Trainers use balls as a way to get participants to “volunteer” to answer questions or otherwise interact. Here are some great substitutes that won’t injure, maim or otherwise result in a liability suit……..with the usual legal disclaimers applied here – I can’t be responsible for how you execute
Pass the Baton. Buy a cheap, decorated toy baton (think cheerleader) from a dollar store. Ask for a volunteer or choose someone and give him/her the baton. This person answers your first question and then passes the baton to another person who answers and repeats the process. Explaining that you cannot give the baton to the person sitting beside you, or establishing that the baton must be passed to someone at another table, can help you avoid mundane, linear baton passing.
Get Creative! Instead of a baton, peruse the dollar store and find large items that can be easily passed: sunglasses, toy shovel, spatula, tiki torch (Unlit. Now, you knew that!)
Use Balloons. Type questions on small pieces of paper and insert them into balloons. Blow up the balloons, place them in a large plastic bag and bring them out when the time is right.
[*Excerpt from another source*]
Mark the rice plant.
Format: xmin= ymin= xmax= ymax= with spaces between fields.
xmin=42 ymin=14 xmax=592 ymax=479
Direct everyone to stand up and keep the balloons in the air for one minute. Play some music, make it fun, get everyone moving. Then, have them form groups according to their balloon color, pop their balloons and find the questions. They can come up with answers as a team and share. If you want them to work individually, just skip the group formation.
Get Creative! Rather than creating questions prior to the session, pass out unfilled balloons and small slips of paper. Participants can write their own questions, blow up the balloons, bat the balloons around, pop and shout out the questions and answers. Offer to blow up the balloon for anyone who has a latex allergy. You can also offer a balloon-blower-upper device (check a party store).
Include a Secret Code. Prior to the session, number the backs of a handout or workbook or the inside of a name tent. Make sure that you mix up the numbers so that people are not sitting in numerical order. Direct participants to locate their secret code. Begin asking questions; the person with the number “1” answers the first question and so forth. You can always ask the questions out of numerical order for even more suspense.
Get Creative! Use colored dots, picture stickers, or drawn symbols, such as hearts, diamond, square, etc. A trip to an education store, or your local discount big box chain offers a plethora of options.